Pengalaman Bersama Timnas Indonesia Membentuk Karakter Maarten Paes
Maarten Paes, penjaga gawang yang kini memperkuat Ajax, mengakui bahwa keputusannya untuk membela Timnas Indonesia memiliki dampak besar terhadap perkembangan karirnya. Tidak hanya meningkatkan kemampuan teknis di lapangan, pengalaman tersebut juga memberinya perubahan signifikan dalam hal mentalitas dan kedewasaan bermain.
Dalam wawancara yang dilakukan, Paes menjelaskan bagaimana tantangan yang ia hadapi bersama Timnas Indonesia berbeda dibandingkan kompetisi klub. Jadwal yang padat serta tekanan besar justru menjadi pelajaran berharga baginya. Ia merasa lebih tenang dan matang dalam menghadapi situasi sulit.
”Saya rasa saya sudah siap secara pribadi. Saya menjadi jauh lebih tenang. Pengalaman di Timnas Indonesia juga melibatkan banyak perjalanan,” ujar Maarten Paes.
Perjalanan Berat dan Tekanan Besar
Paes menggambarkan betapa beratnya agenda internasional yang harus ia jalani. Perjalanan udara hingga 24 jam, lalu hanya memiliki waktu singkat untuk beradaptasi sebelum kembali bertanding, menjadi rutinitas yang harus dihadapi. Belum lagi perbedaan waktu hingga 12 jam yang memengaruhi kondisi fisik dan fokusnya.
”Penerbangan 24 jam dan dua hari kemudian bermain, lalu dua hari kemudian bermain lagi dan kemudian penerbangan 24 jam lagi,” ucap Maarten Paes.
Pelajaran Berharga dari Tekanan Publik
Namun, tantangan tersebut justru menjadi pelajaran berharga. Paes menyebut tekanan besar dari jutaan pasang mata yang menyaksikan laga Timnas Indonesia turut membentuk mentalnya. Dia merasa tuntutan tinggi dari publik membuatnya belajar mengendalikan emosi dan tetap fokus pada performa.
”Ada tekanan luar biasa dengan 300 juta orang yang menonton. Anda belajar banyak dari pengalaman seperti itu,” kata Maarten Paes.
Kemampuan Melihat Situasi Secara Rasional
Menurut Paes, perubahan terbesar yang dirasakan adalah kemampuan melihat situasi secara lebih rasional.
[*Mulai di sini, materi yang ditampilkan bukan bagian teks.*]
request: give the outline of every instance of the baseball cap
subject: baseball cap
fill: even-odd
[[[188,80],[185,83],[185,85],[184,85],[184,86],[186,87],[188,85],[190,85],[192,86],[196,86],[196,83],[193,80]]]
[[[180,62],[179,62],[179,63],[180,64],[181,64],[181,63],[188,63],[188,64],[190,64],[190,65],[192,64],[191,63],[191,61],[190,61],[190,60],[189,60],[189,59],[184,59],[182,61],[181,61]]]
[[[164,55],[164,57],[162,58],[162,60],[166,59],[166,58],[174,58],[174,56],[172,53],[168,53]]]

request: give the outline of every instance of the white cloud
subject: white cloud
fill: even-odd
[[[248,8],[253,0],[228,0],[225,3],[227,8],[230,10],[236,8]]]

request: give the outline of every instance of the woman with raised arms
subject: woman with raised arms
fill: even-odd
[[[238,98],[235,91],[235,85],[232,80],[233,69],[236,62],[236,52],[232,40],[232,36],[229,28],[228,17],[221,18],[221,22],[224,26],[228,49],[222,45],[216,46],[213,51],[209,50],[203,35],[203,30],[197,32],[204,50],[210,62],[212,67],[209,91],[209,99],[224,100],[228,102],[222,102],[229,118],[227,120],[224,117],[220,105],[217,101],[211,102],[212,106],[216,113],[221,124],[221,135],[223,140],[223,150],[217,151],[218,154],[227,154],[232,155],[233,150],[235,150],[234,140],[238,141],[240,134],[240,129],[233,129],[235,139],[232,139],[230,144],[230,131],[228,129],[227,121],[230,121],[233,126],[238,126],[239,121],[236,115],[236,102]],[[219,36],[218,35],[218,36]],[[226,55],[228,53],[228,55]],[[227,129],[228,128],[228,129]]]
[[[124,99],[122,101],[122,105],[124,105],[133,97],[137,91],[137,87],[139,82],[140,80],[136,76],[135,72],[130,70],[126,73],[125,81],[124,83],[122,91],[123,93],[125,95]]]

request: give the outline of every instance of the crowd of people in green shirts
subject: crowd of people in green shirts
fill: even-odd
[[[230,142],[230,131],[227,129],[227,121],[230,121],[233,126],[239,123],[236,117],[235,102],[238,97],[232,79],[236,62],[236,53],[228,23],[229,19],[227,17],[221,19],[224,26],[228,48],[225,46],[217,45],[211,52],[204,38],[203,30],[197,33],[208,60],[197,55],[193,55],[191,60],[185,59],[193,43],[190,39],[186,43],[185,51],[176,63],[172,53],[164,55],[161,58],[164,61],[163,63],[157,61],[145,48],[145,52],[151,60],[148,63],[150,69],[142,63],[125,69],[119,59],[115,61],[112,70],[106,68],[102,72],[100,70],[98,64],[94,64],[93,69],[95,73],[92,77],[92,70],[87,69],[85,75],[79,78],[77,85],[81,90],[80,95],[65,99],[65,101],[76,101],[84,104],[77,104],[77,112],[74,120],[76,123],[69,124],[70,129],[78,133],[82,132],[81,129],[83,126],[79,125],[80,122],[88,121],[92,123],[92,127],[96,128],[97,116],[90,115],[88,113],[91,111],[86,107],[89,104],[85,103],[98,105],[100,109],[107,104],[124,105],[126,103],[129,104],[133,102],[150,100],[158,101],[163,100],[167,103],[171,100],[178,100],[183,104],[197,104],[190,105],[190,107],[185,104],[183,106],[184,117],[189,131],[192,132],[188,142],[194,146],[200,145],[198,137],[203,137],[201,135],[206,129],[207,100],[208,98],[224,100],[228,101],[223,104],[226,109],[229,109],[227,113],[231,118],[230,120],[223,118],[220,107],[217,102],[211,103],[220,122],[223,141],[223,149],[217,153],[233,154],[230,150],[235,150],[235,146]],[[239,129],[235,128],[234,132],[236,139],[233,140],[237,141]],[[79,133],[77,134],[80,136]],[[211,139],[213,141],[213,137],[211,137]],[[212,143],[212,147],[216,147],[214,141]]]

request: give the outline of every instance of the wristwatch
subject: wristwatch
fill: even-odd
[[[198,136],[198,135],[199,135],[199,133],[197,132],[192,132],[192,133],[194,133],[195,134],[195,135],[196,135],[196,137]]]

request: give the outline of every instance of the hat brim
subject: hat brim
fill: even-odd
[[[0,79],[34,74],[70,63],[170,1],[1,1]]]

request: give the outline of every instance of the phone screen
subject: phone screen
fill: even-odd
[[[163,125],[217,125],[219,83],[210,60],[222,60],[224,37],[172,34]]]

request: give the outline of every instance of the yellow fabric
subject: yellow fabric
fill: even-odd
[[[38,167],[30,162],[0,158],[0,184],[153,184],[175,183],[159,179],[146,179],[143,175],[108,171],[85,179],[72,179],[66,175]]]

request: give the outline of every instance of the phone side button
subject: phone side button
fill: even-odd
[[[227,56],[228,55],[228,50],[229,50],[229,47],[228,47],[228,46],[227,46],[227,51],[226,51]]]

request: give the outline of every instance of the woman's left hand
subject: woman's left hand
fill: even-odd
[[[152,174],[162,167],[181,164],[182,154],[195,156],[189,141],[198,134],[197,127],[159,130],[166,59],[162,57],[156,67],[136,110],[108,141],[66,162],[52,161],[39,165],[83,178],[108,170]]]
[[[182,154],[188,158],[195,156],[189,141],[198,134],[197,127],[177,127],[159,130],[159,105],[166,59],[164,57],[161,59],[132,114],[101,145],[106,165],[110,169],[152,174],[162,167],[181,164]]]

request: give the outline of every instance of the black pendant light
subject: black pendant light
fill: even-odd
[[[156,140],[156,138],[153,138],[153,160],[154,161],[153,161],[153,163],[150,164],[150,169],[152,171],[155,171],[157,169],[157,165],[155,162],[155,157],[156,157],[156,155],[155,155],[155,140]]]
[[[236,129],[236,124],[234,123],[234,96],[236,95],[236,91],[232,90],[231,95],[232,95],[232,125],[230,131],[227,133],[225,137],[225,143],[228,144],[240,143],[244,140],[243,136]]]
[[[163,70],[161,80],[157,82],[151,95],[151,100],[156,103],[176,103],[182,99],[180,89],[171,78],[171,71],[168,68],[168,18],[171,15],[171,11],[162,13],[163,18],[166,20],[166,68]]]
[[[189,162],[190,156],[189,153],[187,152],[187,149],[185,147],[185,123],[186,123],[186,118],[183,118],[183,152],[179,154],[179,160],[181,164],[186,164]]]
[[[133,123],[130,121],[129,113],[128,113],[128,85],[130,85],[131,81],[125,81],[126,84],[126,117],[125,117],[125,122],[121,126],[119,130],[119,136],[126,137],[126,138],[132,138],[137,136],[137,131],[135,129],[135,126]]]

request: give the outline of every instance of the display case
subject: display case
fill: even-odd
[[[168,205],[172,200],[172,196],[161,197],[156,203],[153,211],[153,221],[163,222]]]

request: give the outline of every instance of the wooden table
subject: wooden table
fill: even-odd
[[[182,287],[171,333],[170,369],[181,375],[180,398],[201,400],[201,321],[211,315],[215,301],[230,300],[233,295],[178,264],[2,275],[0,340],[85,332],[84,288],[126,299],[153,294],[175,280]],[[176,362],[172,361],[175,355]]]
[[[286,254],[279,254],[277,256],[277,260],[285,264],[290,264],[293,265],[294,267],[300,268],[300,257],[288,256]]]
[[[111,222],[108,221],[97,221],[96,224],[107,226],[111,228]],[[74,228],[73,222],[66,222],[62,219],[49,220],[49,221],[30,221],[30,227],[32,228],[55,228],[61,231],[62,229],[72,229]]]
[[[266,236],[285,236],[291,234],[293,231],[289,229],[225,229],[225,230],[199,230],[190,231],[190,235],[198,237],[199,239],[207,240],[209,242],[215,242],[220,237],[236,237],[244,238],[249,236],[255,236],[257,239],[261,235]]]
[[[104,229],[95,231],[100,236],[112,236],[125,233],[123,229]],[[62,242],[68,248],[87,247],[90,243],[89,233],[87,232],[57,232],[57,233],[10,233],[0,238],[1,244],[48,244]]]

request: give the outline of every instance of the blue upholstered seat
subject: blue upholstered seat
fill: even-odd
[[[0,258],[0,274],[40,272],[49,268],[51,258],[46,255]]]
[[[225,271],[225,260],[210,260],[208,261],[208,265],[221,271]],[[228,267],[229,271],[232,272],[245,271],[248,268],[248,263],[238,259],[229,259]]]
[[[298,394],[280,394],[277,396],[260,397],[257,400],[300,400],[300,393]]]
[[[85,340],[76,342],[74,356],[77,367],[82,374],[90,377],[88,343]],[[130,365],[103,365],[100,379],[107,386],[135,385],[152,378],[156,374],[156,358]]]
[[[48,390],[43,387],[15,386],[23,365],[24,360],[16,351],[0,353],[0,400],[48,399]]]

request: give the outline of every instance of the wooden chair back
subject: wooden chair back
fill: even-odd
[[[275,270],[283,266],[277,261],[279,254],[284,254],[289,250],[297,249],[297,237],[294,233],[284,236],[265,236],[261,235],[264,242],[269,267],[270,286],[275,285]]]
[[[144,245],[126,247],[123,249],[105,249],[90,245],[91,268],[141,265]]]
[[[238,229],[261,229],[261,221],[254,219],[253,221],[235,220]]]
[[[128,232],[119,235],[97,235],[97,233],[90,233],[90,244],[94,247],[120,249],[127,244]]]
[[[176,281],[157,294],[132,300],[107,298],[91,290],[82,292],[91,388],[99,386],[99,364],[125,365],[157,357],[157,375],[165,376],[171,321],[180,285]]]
Jika sebelumnya cenderung larut secara emosional, kini dia lebih tenang dalam mengambil keputusan di lapangan.
”Pelajaran terbesar adalah saya harus tetap jujur pada diri sendiri sebisa mungkin. Dulu saya lebih terlibat secara emosional, tetapi sekarang saya dapat melihat semuanya lebih rasional,” jelas Maarten Paes.
Pentingnya Menjadi Diri Sendiri
Dia pun menekankan pentingnya menjadi diri sendiri sebagai kunci performa terbaik. Bermain secara intuitif, menurutnya, membuat seorang pemain tampil lebih lepas dan percaya diri.
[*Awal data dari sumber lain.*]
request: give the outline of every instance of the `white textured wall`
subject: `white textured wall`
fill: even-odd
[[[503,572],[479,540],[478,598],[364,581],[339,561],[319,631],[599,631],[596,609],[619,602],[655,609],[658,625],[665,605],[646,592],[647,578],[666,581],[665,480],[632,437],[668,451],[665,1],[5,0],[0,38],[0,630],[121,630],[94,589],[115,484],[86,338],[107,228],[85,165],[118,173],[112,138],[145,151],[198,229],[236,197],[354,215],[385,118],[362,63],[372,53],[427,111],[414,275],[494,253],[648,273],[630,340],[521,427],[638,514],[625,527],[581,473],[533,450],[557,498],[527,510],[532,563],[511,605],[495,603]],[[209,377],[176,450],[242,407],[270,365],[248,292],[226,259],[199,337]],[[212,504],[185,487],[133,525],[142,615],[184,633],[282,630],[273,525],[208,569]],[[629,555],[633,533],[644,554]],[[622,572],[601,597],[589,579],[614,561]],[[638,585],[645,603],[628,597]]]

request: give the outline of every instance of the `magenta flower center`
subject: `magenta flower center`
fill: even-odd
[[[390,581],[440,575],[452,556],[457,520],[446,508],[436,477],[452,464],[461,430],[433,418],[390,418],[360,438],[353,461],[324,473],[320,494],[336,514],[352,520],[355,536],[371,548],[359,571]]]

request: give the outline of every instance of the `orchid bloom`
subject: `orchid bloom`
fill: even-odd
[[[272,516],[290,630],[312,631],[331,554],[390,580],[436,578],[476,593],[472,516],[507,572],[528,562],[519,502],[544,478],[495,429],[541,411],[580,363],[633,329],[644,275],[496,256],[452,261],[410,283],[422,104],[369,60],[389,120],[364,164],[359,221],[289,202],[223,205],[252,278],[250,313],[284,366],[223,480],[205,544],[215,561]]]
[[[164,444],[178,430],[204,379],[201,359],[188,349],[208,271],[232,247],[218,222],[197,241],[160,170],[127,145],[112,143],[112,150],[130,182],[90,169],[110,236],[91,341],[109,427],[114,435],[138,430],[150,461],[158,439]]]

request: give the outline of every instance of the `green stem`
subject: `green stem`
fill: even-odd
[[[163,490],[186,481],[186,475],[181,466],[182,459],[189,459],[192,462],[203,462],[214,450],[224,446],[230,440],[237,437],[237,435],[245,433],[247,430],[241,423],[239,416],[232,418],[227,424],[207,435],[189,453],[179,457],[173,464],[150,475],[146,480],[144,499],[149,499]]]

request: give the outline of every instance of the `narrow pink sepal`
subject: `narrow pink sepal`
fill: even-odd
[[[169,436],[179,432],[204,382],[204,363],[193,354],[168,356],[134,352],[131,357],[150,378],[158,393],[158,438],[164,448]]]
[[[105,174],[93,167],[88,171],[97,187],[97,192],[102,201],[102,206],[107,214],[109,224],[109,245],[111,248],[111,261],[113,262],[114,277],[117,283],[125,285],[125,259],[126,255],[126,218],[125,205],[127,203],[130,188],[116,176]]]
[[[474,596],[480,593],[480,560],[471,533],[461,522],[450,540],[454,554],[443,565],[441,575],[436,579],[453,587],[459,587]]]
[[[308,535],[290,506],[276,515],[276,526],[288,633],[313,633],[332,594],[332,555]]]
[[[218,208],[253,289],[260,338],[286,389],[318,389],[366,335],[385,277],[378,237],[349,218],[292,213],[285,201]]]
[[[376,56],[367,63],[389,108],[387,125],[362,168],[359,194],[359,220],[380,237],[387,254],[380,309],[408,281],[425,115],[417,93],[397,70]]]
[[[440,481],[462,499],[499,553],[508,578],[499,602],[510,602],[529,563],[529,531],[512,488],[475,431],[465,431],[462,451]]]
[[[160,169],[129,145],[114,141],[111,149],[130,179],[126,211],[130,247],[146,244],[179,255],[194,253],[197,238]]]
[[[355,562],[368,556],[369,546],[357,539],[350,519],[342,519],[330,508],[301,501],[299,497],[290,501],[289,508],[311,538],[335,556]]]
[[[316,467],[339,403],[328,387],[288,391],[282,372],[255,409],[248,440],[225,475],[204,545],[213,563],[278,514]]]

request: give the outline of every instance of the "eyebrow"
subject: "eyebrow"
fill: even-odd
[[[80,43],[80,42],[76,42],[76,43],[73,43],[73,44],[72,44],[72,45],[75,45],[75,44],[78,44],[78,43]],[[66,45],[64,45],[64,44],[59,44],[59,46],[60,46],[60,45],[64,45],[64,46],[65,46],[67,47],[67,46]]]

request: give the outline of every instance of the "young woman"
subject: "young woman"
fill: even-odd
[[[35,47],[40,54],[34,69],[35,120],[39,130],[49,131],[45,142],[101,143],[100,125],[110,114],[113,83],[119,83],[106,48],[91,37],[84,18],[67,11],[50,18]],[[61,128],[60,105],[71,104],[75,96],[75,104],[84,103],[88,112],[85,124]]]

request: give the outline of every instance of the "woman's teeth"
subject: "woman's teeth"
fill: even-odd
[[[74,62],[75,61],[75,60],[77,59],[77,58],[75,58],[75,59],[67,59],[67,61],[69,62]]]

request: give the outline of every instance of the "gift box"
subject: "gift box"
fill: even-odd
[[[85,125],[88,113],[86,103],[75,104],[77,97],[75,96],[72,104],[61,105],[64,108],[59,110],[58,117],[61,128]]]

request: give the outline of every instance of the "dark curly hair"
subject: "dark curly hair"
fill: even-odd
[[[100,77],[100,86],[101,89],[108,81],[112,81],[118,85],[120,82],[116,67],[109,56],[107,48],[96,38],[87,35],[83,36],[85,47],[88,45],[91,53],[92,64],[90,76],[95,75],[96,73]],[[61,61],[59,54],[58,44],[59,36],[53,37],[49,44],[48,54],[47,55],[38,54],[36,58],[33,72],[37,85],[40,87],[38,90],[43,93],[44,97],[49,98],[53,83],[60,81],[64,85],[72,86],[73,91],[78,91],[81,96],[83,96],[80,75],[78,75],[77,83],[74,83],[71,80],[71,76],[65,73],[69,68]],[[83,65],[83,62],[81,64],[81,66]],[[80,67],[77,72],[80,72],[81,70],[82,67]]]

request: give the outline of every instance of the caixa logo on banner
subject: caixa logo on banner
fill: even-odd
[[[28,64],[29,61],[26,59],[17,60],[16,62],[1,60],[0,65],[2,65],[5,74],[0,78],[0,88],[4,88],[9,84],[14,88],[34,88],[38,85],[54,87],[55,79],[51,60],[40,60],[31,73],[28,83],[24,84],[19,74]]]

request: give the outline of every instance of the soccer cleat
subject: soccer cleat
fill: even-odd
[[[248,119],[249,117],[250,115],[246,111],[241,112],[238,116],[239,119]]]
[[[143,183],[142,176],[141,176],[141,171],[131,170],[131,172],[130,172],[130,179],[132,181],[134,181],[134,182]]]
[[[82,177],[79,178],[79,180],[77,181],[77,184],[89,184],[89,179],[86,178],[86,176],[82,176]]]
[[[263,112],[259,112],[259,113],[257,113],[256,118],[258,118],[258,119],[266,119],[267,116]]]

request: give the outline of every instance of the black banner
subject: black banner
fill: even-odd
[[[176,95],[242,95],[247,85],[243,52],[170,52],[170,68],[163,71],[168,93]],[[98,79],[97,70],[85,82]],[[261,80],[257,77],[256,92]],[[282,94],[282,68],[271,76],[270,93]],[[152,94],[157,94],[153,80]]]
Pengalaman yang Membentuk Kematangan
Pengalaman bersama Timnas Indonesia tak hanya memperkaya perjalanan karir Maarten Paes, tetapi juga membentuknya menjadi sosok yang lebih matang menghadapi tekanan. Di usia yang masih produktif, Paes menunjukkan bahwa tantangan besar bisa menjadi batu loncatan untuk berkembang lebih jauh.